Also I found for 1/4in thick piece that glass was actually cheaper then plexi plus glass doesn't scratch easily. Although a bit heavier I would bet.


----------



## Brinven (Oct 18, 2016)

The drylok will keep water out of pretty much everything. The Drylock isn't like paint. Its like paintable cement  

I did plexiglass on a drop down door (its bolted on with a piano hinge that runs the entire length of the bottom (door is 4'x18") I chose the plexiglass because it was easier for me to work with (I had to cut it to fit).
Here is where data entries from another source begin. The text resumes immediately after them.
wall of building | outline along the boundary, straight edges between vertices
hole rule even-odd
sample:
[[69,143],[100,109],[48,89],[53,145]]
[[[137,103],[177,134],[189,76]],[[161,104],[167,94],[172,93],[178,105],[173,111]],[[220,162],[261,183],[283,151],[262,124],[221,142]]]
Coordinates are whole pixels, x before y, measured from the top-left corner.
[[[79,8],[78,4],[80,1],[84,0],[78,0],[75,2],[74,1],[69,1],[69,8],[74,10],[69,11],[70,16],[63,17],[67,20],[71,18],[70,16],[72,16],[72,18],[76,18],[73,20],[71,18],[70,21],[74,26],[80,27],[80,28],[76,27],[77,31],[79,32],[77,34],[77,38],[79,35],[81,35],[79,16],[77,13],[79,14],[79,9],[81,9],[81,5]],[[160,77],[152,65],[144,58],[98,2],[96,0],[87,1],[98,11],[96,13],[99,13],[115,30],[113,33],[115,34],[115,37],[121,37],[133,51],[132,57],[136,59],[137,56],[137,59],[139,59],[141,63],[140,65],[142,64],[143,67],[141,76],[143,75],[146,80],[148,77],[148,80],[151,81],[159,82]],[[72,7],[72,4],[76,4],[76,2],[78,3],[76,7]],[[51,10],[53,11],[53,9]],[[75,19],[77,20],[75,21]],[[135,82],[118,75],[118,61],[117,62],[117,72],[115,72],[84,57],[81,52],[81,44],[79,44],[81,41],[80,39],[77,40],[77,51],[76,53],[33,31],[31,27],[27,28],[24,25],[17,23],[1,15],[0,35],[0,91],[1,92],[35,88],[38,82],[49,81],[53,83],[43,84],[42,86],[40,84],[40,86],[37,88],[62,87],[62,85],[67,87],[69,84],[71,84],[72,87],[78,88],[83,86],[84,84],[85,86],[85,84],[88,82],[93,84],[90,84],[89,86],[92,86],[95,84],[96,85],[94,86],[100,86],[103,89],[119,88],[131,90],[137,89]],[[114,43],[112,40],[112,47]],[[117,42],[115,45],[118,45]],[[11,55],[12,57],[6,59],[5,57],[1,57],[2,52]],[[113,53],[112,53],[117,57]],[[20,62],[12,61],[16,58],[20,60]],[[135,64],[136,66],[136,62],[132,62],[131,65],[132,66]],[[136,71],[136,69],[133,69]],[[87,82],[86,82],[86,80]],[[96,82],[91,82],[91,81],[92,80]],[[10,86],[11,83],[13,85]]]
Plexiglass might be lighter than glass, but it aint light  

Oh and I had boards cut at both Home Depot and Lowes (Id advise you plan it out carefully on paper first, I kinda winged it and ended up with practically enough wood left over to build a second enclosure... and since I went all oak, it cost a LOT more than it needed too


----------



## Hiccups (Nov 14, 2016)

Mombo said:


> Ideally you would do 8x4x3 if possible. I just finished my enclosure on Sunday and posted a thread recently.
> 
> I used 3/4in oak plywood. With that thickness it is strong and rigid enough that I didn't need to make a frame to go on the inside or outside to support it.
> 
> ...



Can you provide pictures? Please! Thanks!


----------



## Mombo (Nov 21, 2016)

Sorry missed you asking for pictures. In my thread on the Enclosure forum I have quite a few pics posted. I think I have one or two threads in there.


----------